By comparison, the verse breakdown in Peter’s message on Pentecost was: 0% “practical self-help”; 4% lessons on holy living; 8% on personal salvation; 0% on the doctrine of the church; 88% on the Gospel story. Paul’s messages to the Romans and 1 Corinthians 15 break down something like this: 0% “practical self-help”; 6% lessons on holy living; 6% on personal salvation; 46% on the doctrine of the church; 43% on the Gospel story.

So what does this show? It shows that Paul and Peter did talk quite a bit about salvation – something like one of every ten verses was about how to make ourselves right before God. And they did discuss how to live a holy lifestyle a bit (something like 5-8% of their discussion.) But 80-90% of what they talked and wrote about was the big-picture Gospel—the good news of God the Creator, interacting with Israel, becoming man, dying wrongly, being resurrected, forgiving our sins, and planning an invasion at the end of time. The focus was on Jesus, not on us. Our salvation is an output of the Gospel story, not the key pivot on which the whole thing turns.

By comparison, the modern evangelical church focuses perhaps a bit more on personal salvation than they should, and much, much more on “practical” messages about how to live than they should. And, most damningly, they spend virtually no time discussing the actual Biblical story, the actual Gospel account. Perhaps this is why Biblical illiteracy is so rampant in America. (Sadly, 84% of Americans say the Bible is important to helping them make decisions, but only half can name half of the Gospels, less than half know the Bible starts with Genesis, and two-thirds don’t know who delivered the Sermon on the Mount).

You see, by focusing the message on us and our salvation, we make ourselves the shrines of our own religion. We divorce salvation from its proper context within the great story of God rescuing His creation; instead we make it all about how we can get forgiven for our bad behavior. The end result is that Christians talk about Jesus, without knowing anything about Him.

Am I saying that there is something wrong with preaching about holy living and personal salvation? Of course not. Am I saying that we should focus on trying to make everyone theologians? Don’t be silly. (After all, sometimes when it comes to theology, we must remember Edgar Allan Poe’s dictum from Murders in the Rue Morgue: “What is complex is mistaken (a not unusual error) for what is profound.”)

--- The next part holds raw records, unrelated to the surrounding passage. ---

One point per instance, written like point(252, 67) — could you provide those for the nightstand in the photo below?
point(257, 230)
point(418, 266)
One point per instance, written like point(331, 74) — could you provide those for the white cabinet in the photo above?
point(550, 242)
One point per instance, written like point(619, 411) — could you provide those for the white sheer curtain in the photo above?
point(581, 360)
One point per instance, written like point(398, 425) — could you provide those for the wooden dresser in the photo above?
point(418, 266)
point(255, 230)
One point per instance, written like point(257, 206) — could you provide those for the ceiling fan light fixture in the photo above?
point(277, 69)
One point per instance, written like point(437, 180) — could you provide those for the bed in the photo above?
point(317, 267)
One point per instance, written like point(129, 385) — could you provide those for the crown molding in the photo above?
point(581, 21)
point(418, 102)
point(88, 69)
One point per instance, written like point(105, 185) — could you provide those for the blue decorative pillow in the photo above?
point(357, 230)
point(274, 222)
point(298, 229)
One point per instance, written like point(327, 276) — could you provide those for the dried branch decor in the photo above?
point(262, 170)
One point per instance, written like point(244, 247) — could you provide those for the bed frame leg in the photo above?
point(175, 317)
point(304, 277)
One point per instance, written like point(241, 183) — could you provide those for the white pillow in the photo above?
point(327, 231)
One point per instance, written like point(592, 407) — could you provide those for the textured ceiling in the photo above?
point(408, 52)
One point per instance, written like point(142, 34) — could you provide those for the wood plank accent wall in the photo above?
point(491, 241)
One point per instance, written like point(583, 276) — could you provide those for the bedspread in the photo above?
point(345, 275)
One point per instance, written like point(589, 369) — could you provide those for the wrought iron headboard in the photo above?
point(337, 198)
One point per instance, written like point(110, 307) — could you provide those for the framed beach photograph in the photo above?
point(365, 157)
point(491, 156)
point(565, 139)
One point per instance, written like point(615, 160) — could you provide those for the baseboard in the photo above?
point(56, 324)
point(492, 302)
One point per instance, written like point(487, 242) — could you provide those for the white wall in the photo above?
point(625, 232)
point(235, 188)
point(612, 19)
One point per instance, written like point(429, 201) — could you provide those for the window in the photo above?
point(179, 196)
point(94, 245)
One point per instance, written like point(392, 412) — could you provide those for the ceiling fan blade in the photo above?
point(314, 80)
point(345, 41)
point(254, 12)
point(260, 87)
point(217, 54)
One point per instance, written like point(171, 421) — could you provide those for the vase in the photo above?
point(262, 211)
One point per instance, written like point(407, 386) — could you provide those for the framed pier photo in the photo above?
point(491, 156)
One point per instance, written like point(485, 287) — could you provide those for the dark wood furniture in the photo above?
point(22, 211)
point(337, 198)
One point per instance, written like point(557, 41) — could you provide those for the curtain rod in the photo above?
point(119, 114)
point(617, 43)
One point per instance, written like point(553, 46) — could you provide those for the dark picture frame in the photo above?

What I am saying is that the three major focuses of most church sermons today—holy living, personal salvation, and practical self-help—share one trait: they are all about ourselves, and not about God. We focus completely upon the “self” part of our relationship, instead of focusing on God—who is He? what did He do in the past? how does He want us to worship Him? what is His story?

We must put the “selfish” Christianity to death. We must stop the self-centric preaching which equates worship with “practical self-help plus salvation plus holy behavior”. Instead, we must go back, as did Peter and Paul, to preaching the Gospel. And the Gospel is not about us. The Gospel is all about God and His creation—how it went wrong, and how it is being made right.

If a children’s Bible can do it; why can’t we?